Image by Images via Pixabay/Victor Tangermann

Smallpox is ostensibly a health problem of the past.

Sure, the deadly virus reportedly killed upwards of 300 million people in the 20th century alone, but thanks largely to global vaccination efforts, the World Health Organization was able to declare it eradicated in 1980.

Today, the only live samples of the virus are stored in just two research facilities — and one of them just suffered an explosion strong enough to blow out the windows.

On Monday, a gas canister exploded at the Vektor center, a biological research lab in Koltsovo, Siberia, during scheduled repairs. The explosion blew out the windows of a fifth floor room and caused a fire that left one person with severe burns, according to a statement released by the lab.

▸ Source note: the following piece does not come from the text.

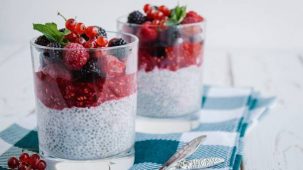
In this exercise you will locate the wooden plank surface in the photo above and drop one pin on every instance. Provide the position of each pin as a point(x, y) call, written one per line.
point(276, 143)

Koltsovo's mayor Nikolai Krasnikov told Russian news agency TASS that no biohazard substances were involved in the explosion and that the incident doesn't present a threat to the nearby community.

The Vektor facility where the explosion occurred is huge, with more than 1,600 staff members, so it would be an incredible case of bad luck for the explosion to have occurred in the same room where the researchers house the smallpox vials.

Still, as long as those living samples of smallpox exist, there's a chance the virus could once again find its way into the general population — meaning it might be a problem of the future as well as the past.